Proposals submitted against this topic are expected to leverage financial and/or in-kind contribution from contributing partners. Proposals should define the activities of their project in its entirety, including details of the component(s) for which Global Health EDCTP3 JU funding is requested and the component(s) that are to be financed by contributing partners.
Where possible, collaboration and coordination with the Team Europe Initiative on Manufacturing and Access to Vaccines, medicines and health products (TEI-MAV+) or similar African initiatives is encouraged. Applicants could show, for example, willingness to enter into technology transfer agreements with African counterparts – including the provision of patents, technical knowledge and know-how -, or early engagement with regulators or with African manufacturers to support the translation into affordable products adapted to the regional market.

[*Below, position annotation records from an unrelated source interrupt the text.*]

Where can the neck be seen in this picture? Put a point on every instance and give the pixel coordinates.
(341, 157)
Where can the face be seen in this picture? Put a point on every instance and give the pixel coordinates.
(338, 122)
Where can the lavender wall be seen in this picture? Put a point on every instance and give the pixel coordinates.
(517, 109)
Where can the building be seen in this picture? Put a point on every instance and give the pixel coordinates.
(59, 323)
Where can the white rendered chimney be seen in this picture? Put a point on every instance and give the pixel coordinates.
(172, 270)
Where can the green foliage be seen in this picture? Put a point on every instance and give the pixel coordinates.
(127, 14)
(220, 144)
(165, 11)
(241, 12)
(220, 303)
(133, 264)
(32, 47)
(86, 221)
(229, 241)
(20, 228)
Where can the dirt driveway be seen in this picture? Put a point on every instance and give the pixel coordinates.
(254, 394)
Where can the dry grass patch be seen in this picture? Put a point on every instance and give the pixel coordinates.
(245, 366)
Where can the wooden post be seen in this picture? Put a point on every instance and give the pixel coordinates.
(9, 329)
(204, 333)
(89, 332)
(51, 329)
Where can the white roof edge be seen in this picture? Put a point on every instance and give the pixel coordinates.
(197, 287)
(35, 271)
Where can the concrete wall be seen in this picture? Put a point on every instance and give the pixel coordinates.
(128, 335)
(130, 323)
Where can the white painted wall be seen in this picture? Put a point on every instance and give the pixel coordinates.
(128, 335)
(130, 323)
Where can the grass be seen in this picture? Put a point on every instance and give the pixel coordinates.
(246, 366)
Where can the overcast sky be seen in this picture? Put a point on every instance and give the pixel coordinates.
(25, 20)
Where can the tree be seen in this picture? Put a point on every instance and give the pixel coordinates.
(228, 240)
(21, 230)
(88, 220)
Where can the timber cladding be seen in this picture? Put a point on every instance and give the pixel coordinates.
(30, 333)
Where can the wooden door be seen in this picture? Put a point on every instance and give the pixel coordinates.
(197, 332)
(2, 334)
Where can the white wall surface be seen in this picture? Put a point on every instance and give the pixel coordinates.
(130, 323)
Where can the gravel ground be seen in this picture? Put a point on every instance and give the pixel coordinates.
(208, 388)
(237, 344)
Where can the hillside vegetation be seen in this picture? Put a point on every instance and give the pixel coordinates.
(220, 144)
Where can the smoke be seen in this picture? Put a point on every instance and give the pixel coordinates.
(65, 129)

Applicants are reminded of the expectation that proposals should come from research consortia with a strong representation of institutions and researchers from SSA countries, including involvement of Franco/Lusophone countries, if possible. Applicants are also reminded of the expectation of reaching out to organisations in countries with relatively lower research capacities.
Proposals should clearly describe the desired target product profile. Applicants need to concisely describe any prior relevant research findings and explain how the proposal builds on available data (including data generated in scope of earlier EDCTP programmes if available). Full details of the development milestones, including specific go/no-go criteria for the implementation of the proposed clinical trial(s) must be included, as well as specific plans for the subsequent regulatory approval process, which should aim at obtaining relevant market authorisation. and an access strategy that will allow patients in low-resource settings to access the final product.
Proposals should engage communities and relevant stakeholders, most notably (local) key opinion leaders, researchers, health care professionals, policy makers, public health authorities and end-users. Applicants should provide methodologies for translating research findings into public health practice and policy guidelines.
Collaboration with other international research groups with relevant experience is very much encouraged.